I am good friends with Phil. Being one of my favorite artists I had to ask him about a concept I was playing with. I thought it would be perfect in his style so I asked him if he wanted to work with me on it. He pretty much took it over and with a little feedback from me he knocked it out of the park.
What’s your favorite of the t-shirts you designed?
Honestly I really love little things about all the shirts I have created. One of my favorites might have to be WAKE. It was such a simple idea that I sat on it for months afraid to even submit it. It flew through the internet and became one of the highest scoring designs ever on Threadless. I was unaware of how new it might be but looking back it is one of the few designs that I would change nothing about. I really do still love looking at it.

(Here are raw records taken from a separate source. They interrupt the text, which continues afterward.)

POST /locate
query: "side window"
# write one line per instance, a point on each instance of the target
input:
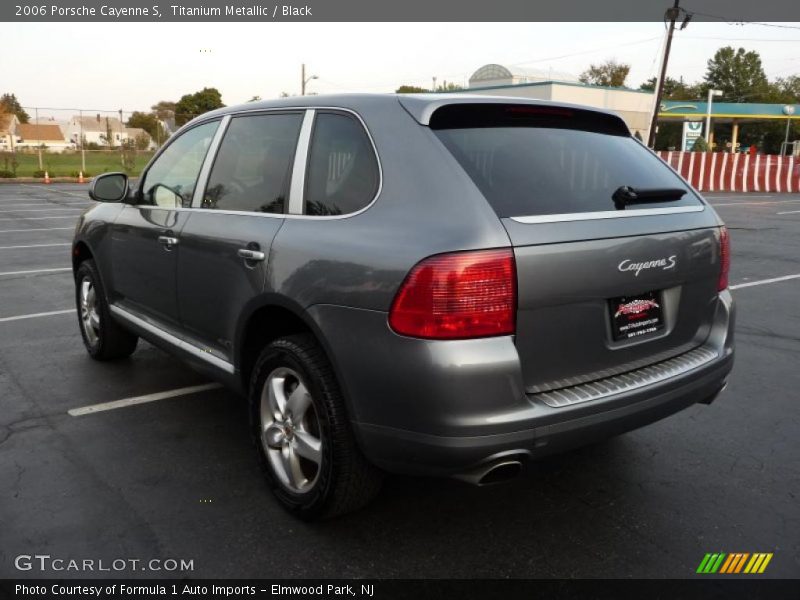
(171, 179)
(342, 174)
(253, 166)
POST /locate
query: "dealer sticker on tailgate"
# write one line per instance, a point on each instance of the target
(635, 316)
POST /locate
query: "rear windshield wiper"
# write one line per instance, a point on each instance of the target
(625, 195)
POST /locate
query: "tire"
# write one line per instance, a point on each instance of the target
(304, 441)
(104, 338)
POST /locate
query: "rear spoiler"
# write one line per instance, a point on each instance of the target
(455, 111)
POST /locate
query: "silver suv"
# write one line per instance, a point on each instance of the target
(447, 285)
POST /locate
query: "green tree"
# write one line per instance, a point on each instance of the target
(149, 122)
(410, 89)
(192, 105)
(610, 73)
(10, 104)
(738, 74)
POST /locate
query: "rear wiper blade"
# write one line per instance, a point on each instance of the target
(625, 195)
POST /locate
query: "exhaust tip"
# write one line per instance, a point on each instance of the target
(501, 472)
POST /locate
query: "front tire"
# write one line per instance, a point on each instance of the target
(304, 441)
(104, 338)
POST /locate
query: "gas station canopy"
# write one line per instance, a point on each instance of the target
(726, 112)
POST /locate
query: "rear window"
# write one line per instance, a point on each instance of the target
(529, 160)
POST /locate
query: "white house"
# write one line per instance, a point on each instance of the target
(50, 136)
(8, 126)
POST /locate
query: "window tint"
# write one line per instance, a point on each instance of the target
(171, 179)
(253, 165)
(342, 172)
(535, 170)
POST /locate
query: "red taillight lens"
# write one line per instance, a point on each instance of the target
(457, 296)
(724, 258)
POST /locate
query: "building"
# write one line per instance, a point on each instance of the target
(49, 137)
(8, 127)
(498, 75)
(634, 106)
(738, 115)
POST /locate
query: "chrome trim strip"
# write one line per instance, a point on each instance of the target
(607, 214)
(211, 155)
(298, 183)
(630, 381)
(171, 339)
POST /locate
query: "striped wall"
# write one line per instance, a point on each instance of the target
(725, 172)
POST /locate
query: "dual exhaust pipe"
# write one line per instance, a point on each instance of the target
(499, 470)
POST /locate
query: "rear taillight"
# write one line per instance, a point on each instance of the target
(724, 258)
(457, 296)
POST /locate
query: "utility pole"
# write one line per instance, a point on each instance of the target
(672, 15)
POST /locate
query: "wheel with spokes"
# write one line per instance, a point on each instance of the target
(103, 337)
(303, 438)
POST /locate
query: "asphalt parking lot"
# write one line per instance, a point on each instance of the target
(177, 478)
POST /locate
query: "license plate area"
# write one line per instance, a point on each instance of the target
(635, 317)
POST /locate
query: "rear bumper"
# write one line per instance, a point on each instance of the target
(555, 430)
(445, 408)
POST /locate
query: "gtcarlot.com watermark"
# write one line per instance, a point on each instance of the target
(45, 563)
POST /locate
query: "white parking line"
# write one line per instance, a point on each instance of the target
(46, 229)
(93, 408)
(765, 281)
(37, 218)
(32, 246)
(756, 203)
(36, 271)
(38, 209)
(35, 315)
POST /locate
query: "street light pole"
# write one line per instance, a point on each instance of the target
(711, 94)
(672, 14)
(304, 80)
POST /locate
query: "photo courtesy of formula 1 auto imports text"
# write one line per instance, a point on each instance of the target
(346, 299)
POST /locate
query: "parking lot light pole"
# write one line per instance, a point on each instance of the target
(711, 94)
(304, 80)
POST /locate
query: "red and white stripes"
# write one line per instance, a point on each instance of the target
(725, 172)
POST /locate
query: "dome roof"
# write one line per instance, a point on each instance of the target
(494, 72)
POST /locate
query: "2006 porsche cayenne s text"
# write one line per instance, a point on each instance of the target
(443, 284)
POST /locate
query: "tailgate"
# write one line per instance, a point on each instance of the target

Do you or your wife (please still be married) wear any of your own designs?
I tend to wear more designs by other artists but from time to time I do wear my own work. My wife will also wear my stuff from time to time. She is a very big supporter.
Have you seen somebody wearing one of your tees in the real world?
Sadly I haven’t seen anyone wearing my work in the wild. I have seen plenty of my friends wearing my work but that is only because I gave it to them and they probably feel they have to. I am looking forward to really creeping out the first person I see wearing my work in the wild.
— ABOUT THE WORLD —
Do you have any role models?
My role model is Mister Rogers. I want to be more like him.
I know you have lived in the mullet capital of Kentucky, Murray and that you now live next door to Prince in Minneapolis. Have you lived anywhere else? Would you like to?
I haven’t found any place better suited for me than Minneapolis at the moment. I did fall in love with Vienna, Austria this summer so if I was ever to move somewhere I would love to live there if just for a little while.
If you had to work overseas for a year, in a country of your choosing, where would you go?
Well I have to say that Vienna, Austria is the first place I could see myself. I think I could also enjoy Amsterdam and Paris. I haven’t traveled nearly enough but I love Europe and their passion for life and design.
— ABOUT OTHER DESIGNERS —
Which tee designer(s) do you admire the most?
I have lots of artists I admire people like Brock Davis, Glenn Jones, Andy Gonsalves, Marc Johns, Gemma Correll, Alex Solis, and the list just goes on and on. I have been lucky enough to work with just about everyone that I looked up to when I first started out. Now I just admire their minds and talents. I feel lucky to be able to call so many talented people my friends.
Who would you like to see featured on the Shirt List next?
— ABOUT TEE DESIGN —
What design trends have made you go WTF?
I have never really understood the photographs with the box edges.
Any advice for other designers/artists?
Draw and create everyday. Even if you hate it you will learn from it. Stay off design blogs and keep your heads out of design annuals. They make seasoned pros doubt themselves so it will do nothing to make you feel better. Just create and get feedback.
— EXTRA —
Tell us a little about the Stampler. Where did that idea come from and how did it get from concept to product?
I have turned much of my sites to product design and development. The Stampler was an idea I had a long time ago now to combine a stapler with a stamp. I created a mockup of what it would look like and pitched it along with about 100 other ideas to random places. SuckUK out of London loved the idea and helped me develop it. They are now distributing it worldwide.
Any other cool gadgets or projects on the horizon?
I have many new gadgets and projects on the horizon. I have new patents in the works and will be creating more and more products as the years go on. It is a new hobby/passion of mine.